Il 20 giugno 2015 è stata istituita la prima giornata nazionale contro la Distrofia FSHD (Fascio Scapolo Omerale), giorno del compleanno della madre dei Biviano. Il Ministero della Salute ha, inoltre, messo a disposizione della famiglia una centrale operativa che h24 monitorerà i parametri vitali e manterrà adeguati i livelli di cure mediche necessari ai quattro fratelli. Il progetto pilota di telemedicina sarà esteso in tutta Italia e ai pazienti che ne necessitano.
A Lipari un pulmino sarà messo a disposizione dell’utenza disabile, e mentre a Messina sarà ampliato il Centro Neurolesi, il Governo ha promesso di stanziare dei fondi per la ricerca.
Ma a gran voce replicano ancora il diritto alla cura e una vita dignitosa.
Sandro: “Siamo quattro figli con la distrofia muscolare e viviamo con 279 euro al mese di pensione e 500 euro di accompagnamento. Mia madre ha 57 anni e non ha diritto alla pensione, gli hanno tolto anche quella di mio padre che ormai non c’è più e percepisce solo la riversibilità di 400 euro. Ogni due mesi paghiamo 600 euro di luce solo per i macchinari che ci alimentano la notte. Durante il sonno entriamo in apnea e quindi abbiamo bisogno dell’auto ventilazione e sono tutte macchine che assorbono elettricità. Avremmo bisogno di vitamine che non possiamo permetterci. Ed ad oggi le istituzioni fanno finta di ignorare la situazione e se la Regione non prenderà un provvedimento immediato, noi siamo costretti, obbligati a rimontare la tenda; ma questa volta a Palermo”.
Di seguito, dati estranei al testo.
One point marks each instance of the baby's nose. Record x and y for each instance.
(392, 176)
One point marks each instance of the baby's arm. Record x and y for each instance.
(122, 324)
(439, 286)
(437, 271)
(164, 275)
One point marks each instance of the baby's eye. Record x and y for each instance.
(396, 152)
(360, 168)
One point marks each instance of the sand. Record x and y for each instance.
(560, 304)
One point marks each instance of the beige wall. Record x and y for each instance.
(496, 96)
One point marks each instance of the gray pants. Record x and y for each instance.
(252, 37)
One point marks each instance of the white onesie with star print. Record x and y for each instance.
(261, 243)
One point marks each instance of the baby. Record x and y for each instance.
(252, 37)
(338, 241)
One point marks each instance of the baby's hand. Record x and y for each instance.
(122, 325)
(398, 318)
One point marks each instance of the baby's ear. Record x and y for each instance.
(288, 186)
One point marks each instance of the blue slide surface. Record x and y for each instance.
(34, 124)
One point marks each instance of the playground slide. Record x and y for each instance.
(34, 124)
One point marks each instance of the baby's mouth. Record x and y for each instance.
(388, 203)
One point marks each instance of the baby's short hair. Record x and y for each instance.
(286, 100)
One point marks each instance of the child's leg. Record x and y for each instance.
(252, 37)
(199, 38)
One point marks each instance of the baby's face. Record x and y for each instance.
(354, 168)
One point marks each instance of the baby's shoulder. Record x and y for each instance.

Sandro: “Sai cosa mi chiedo? Mi chiedo cosa ne sarà di noi quando verrà a mancare mia madre. Noi che fine faremo? La Regione Sicilia si è pulita la coscienza mandando un’ora di assistenza a supporto di mia madre, 3 ore per mia sorella Elena e 3 ore per mia sorella Palmina. Ma un giorno è composto da 24 ore.
Sai cosa mi chiedo? Per le restanti ore mia sorella non deve, quindi, mangiare, uscire, andare in bagno?
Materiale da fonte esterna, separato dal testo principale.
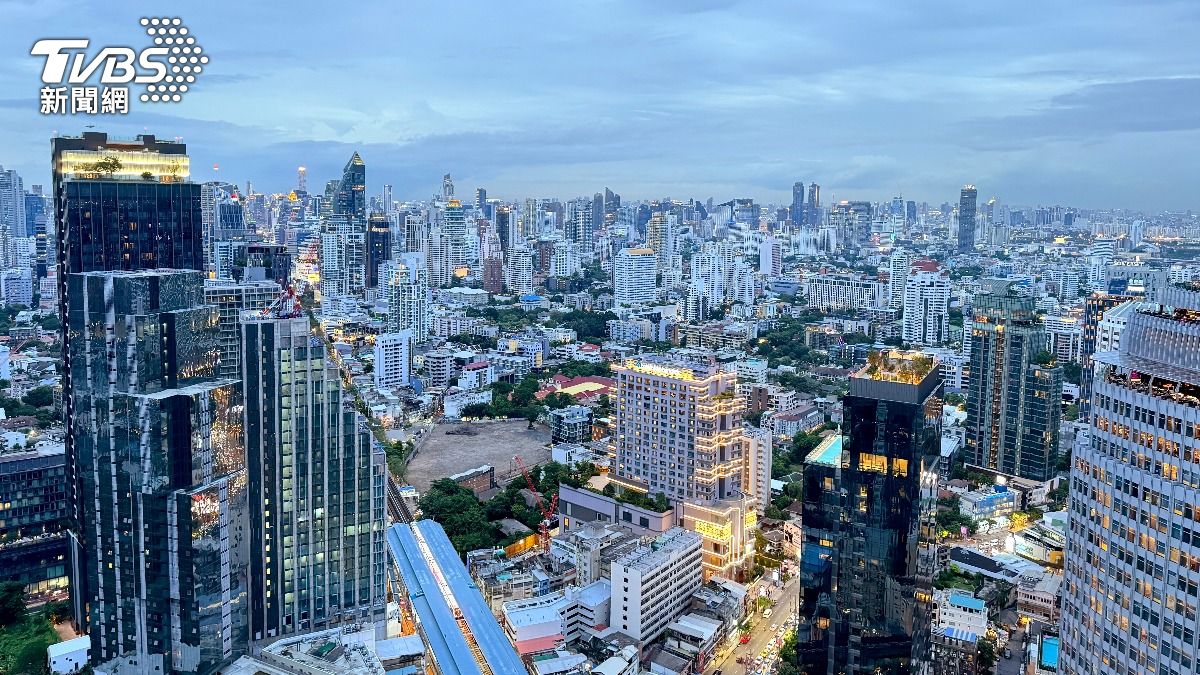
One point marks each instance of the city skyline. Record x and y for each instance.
(1044, 118)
Ad oggi mia madre fa il lavoro delle Istituzione con cuore e amore di mamma. Ma lo Stato non riconosce il suo lavoro e vive solo della reversibilità, 400 € ”.
Marco: “Non chiediamo la Luna, ma solo una vita più serena e dignitosa”.
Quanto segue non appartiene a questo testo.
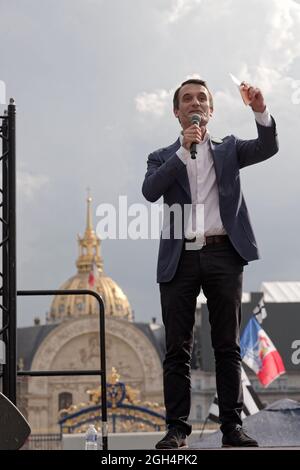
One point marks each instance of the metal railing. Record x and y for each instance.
(101, 372)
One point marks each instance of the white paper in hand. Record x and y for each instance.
(243, 92)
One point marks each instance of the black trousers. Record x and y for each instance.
(218, 269)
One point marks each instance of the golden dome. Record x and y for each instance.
(90, 276)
Sandro: “Non tolleriamo e non vogliamo più vedere nostra madre soffrire. Tutto avviene sotto i nostri occhi e non possiamo aiutarla. Mamma ha 57 anni ed è stata operata due volte alle ginocchia. La Regione deve prendere un provvedimento serio. Non solo per la famiglia Biviano, ma per tutti quelli che ne necessitano”.
“Sai cosa mi chiedo? Se quando non ci sarà più mia madre sarà meglio un centro di accoglienza o l’eutanasia”.